Hz. Peygamber (ASM) de diğer peygamberler gibi bir iddia ile ortaya çıktı. “Ben, size Allah’ın elçisiyim” dedi. İddiasını yaşantısı ile ispat etti. Her iddia sahibi ve özellikle bu tarz iddia sahipleri ya yalancıdırlar, ya samimidirler. Yalancıların yalanları ve kötü niyetleri ortaya çıktığında rezil olurlar. Eğer bu iddiaları dünya içinse, rezaletleri sınırlı olur. Fakat din gibi kutsallık, menfaatsizlik esasına dayanan bir sistem ve hakikat adına yalan bir iddiaya kalkışanların rezillikleri sınırsız olur. Hem yalanları açığa çıkınca vicdan sahibi herkesin tiksintisini kazanırlar. Bu yönden dolayı din adına ortaya çıkan her iddia sahibi için 2 durum vardır: Ya herkesin altına düşmek veya herkesten daha üstün olmak; minâre başına çıkmak veya kuyu dibine düşmek gibi… Eğer bu kişi iddiasında yalancı ise, yalanı da çeşitli delillerle ortaya çıkarsa, Müseylime-i Kezzab (Çok yalancı Müseylime) gibi, iki cihanda rezil ve sefil olur. Buna mukabil bütün peygamberler ve özellikle Hz. Peygamber (ASM) gibi iddialarını mucizeleri, bilgileri, yaşantıları, ahlakları ile ispat ederlerse haklı olarak bütün herkesten üstün olurlar.
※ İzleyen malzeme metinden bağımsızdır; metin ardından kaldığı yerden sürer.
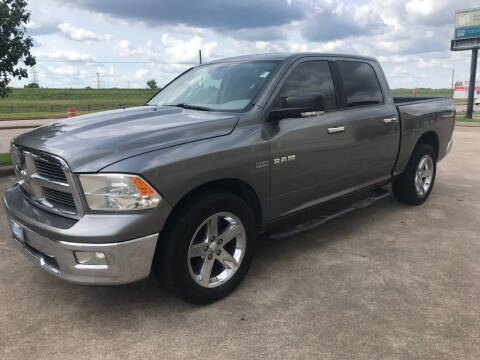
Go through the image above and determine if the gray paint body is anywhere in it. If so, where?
[5,54,455,242]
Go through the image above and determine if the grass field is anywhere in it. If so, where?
[455,114,480,122]
[0,88,466,119]
[0,153,12,166]
[0,89,156,119]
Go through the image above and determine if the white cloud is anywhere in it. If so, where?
[58,22,111,42]
[133,69,149,79]
[34,48,95,62]
[48,65,79,75]
[161,34,217,64]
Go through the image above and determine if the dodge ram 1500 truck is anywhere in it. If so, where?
[4,53,455,303]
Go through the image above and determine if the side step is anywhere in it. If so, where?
[266,188,390,240]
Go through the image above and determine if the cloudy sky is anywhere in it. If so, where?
[14,0,480,88]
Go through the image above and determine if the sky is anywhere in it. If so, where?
[12,0,480,88]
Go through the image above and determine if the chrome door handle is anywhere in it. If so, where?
[328,126,345,134]
[383,116,397,124]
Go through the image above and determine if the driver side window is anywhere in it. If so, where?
[273,60,336,111]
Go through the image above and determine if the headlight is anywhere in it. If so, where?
[79,174,162,211]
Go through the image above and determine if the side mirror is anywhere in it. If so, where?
[270,93,325,120]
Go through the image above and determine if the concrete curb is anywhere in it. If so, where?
[0,166,13,177]
[455,121,480,127]
[0,125,42,130]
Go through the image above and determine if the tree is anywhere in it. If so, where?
[0,0,35,98]
[23,83,40,89]
[147,79,158,90]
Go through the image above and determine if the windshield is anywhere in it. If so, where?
[147,61,280,111]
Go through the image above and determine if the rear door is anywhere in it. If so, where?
[266,58,352,217]
[334,59,400,190]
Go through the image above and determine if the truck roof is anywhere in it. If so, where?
[208,52,377,64]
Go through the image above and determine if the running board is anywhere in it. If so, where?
[266,189,390,240]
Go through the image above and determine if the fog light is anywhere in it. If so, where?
[73,251,107,265]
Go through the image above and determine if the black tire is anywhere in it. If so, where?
[154,192,257,304]
[392,144,437,205]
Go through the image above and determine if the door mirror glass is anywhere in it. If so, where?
[270,93,325,120]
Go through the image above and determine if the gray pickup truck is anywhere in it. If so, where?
[4,53,455,303]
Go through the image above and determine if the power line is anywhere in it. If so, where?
[36,59,197,65]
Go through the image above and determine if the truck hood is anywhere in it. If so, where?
[15,106,238,172]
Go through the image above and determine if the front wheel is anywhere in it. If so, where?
[392,144,437,205]
[155,192,256,304]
Şeytan ve taraftarları, derin düşünmeyenleri, düşüncelerinin nereye varacağına vâkıf olmayanları “Kur’an, Onun sözü olamaz mı?” gibi ihtimallerle aldatırlar. Eğer biz böyle bir ihtimale hak verirsek o vakit, şunu demiş oluruz: “O, Allah’tan haber getirmediği halde getirdim diyen, bütün insanları kandırmaya çalışan, ömrü boyunca usta bir sanatla -hâşâ- sahtekârlık yapan, bunu maddi-manevi menfaatleri için ortaya koyan bir yalancı ve düzenbazdır. Bununla beraber O aynı zamanda, gözle görüldüğü üzere hiç yalan söylemeyen, en inançlı olan, ahlakın en muazzamını sergileyen, Allah’tan en çok korkan, maddi-manevi menfaat gütmeyen, fakirken ve devlet başkanı iken dahi zâhid[2] olarak yaşayan, son derece dürüst, güven aşılayan biri demiş olacağız.” Buradaki çelişki yerden göğe kadardır.
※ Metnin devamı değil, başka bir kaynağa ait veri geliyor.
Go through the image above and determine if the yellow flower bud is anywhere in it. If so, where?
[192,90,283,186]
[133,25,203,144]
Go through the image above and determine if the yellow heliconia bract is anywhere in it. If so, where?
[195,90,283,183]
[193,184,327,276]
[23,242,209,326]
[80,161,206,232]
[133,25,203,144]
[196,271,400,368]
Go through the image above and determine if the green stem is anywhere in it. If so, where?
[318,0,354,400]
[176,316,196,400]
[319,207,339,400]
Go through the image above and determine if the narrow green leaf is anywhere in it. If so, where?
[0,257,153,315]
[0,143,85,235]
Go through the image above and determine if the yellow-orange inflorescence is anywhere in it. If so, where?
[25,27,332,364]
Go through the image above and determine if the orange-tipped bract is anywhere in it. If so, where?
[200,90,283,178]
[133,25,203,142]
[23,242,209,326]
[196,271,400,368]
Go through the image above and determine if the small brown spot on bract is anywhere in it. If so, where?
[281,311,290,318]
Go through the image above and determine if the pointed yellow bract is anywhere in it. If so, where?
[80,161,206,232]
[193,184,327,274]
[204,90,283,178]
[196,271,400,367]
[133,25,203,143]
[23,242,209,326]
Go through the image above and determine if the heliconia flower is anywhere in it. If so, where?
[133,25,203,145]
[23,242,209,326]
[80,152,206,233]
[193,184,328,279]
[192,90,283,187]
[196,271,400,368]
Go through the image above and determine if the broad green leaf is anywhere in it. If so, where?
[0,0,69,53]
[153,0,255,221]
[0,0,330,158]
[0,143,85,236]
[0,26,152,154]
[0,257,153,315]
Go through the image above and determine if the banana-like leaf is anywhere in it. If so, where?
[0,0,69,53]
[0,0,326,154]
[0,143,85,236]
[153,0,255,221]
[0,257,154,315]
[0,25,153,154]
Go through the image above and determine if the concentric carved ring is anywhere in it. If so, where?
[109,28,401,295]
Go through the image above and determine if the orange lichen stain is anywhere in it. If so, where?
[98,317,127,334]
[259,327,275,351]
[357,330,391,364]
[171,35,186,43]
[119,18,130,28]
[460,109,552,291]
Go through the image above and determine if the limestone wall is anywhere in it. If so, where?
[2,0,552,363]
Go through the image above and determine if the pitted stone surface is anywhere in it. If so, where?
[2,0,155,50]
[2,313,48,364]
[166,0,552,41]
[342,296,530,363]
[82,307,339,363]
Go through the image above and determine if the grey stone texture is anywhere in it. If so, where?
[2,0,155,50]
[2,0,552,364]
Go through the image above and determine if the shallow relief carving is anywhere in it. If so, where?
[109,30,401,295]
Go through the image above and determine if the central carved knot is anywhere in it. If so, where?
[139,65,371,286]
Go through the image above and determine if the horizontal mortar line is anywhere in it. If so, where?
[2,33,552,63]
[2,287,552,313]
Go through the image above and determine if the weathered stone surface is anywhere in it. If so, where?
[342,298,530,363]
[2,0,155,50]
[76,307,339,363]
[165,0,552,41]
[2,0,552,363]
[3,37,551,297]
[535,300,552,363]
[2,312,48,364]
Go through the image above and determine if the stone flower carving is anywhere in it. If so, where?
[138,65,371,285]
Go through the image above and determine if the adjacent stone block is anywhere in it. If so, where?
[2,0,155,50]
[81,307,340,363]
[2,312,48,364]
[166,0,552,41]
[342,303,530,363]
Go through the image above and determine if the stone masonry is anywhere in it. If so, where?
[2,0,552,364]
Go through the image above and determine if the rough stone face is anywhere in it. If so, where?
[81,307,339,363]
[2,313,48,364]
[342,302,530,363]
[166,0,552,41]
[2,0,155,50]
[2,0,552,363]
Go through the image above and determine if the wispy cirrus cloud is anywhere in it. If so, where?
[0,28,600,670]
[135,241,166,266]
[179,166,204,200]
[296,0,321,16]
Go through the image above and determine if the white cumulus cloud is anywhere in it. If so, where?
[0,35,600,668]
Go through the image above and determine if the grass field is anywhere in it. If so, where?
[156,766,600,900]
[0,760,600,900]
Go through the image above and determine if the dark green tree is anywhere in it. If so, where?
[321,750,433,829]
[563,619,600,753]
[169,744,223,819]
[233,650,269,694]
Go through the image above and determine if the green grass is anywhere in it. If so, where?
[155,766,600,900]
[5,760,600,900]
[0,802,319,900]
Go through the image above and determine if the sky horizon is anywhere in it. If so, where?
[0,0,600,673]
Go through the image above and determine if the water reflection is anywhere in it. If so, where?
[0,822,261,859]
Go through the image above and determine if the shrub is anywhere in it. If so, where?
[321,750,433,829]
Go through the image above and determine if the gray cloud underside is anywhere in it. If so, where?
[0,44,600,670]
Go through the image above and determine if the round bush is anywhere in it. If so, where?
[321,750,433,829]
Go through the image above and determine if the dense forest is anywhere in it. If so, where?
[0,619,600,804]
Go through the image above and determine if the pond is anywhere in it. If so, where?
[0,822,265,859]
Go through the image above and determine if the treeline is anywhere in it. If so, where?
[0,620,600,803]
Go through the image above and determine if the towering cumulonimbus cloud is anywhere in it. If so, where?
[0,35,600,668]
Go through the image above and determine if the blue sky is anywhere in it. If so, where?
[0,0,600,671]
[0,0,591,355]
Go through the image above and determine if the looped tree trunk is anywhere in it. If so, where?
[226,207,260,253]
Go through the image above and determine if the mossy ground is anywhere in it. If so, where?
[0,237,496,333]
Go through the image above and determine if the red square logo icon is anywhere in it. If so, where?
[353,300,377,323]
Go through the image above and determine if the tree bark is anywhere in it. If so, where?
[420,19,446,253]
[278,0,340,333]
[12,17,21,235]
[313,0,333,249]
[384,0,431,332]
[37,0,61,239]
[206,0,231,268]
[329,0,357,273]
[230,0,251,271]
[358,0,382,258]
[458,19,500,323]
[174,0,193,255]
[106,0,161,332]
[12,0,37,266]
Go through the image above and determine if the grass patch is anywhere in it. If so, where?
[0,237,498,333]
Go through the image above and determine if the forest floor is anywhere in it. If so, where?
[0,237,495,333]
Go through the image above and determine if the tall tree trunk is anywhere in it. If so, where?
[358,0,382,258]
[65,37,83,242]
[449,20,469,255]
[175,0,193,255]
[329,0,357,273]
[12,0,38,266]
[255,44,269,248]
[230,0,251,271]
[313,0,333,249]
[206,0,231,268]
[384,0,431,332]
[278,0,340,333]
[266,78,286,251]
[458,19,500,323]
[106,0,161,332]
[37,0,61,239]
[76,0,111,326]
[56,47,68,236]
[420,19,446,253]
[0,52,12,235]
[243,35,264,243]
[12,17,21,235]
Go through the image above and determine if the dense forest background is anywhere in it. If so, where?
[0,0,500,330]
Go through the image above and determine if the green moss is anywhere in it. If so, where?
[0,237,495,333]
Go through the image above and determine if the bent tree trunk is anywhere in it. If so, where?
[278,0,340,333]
Hem nasıl ki bizler araştırıyoruz, aklımızı kullanıyoruz, hemen teslim olmuyoruz ve hemen teslim olanlara “Akılsız, kör ve bağnaz” diyoruz. Aynı durum o peygamberlerin ve özelde Hz. Peygamber’in (ASM) devrinde yaşayanlar için de geçerlidir. Hatta daha öncelikli olarak onlar için geçerlidir. Çünkü şu an “Müslümanım” diyen birine dokunan kimse yok… Fakat o zamanda Hz. Peygamber’e (ASM) tabi olmak demek kefenini boynuna takmak, sayısız işkenceyi göze almak, vatanını terk etmeyi peşinen kabullenmek, ailesince reddedilmek, toplumca ambargo ve baskılara maruz kalmak demekti.

Hem O (ASM) insanlara para, makam, kadın gibi dünyevi bir şey vaad etmedi ki, aldansınlar. Dinde hedef, ebedî hayatın saadetidir. İman-küfür savaşına katılıp servet, câriye, ırk üstünlüğü gibi dünyevi gayeler güdenlere İslam’da münâfık ve hâin gözüyle bakılır. Onlar din ve dindarlık için, ölçü ve ölçüt değildirler.

Bu noktalardan eğer O (ASM) en doğru sözlü, en güvenilir, en dürüst, en ciddi, en ihlaslı, bencillikten en uzak, en âdil, en hakperest, en imanlı, en düzgün yaşantılı, en dengeli, en mutlu, en huzurlu ve en sükûnetli olmasa; hem her sözü, her tavrı, her hareketi hakka ve hakikate uygun olmasa ve doğruluğu sergilemese insanlar ona güvenmezdi, güvenemezdi; hiç kimse ona inanmazdı, inanamazdı. O vakit insanların akıllarını ikna edemez, kalplerini tatmin edemezdi. Kısa zamanda yalancılığı açığa çıkar, rezil olurdu. Oysa insanlar, ışığa uçuşan pervaneler gibi ona doğru koştular. İşkence ve ölüm pahasına Onun arkadaşlığını tercih ettiler. Bin bir zorluğa rağmen Onu terk etmediler. Hatta anne-babalarını kaybetmelerine rağmen Ona tutundular.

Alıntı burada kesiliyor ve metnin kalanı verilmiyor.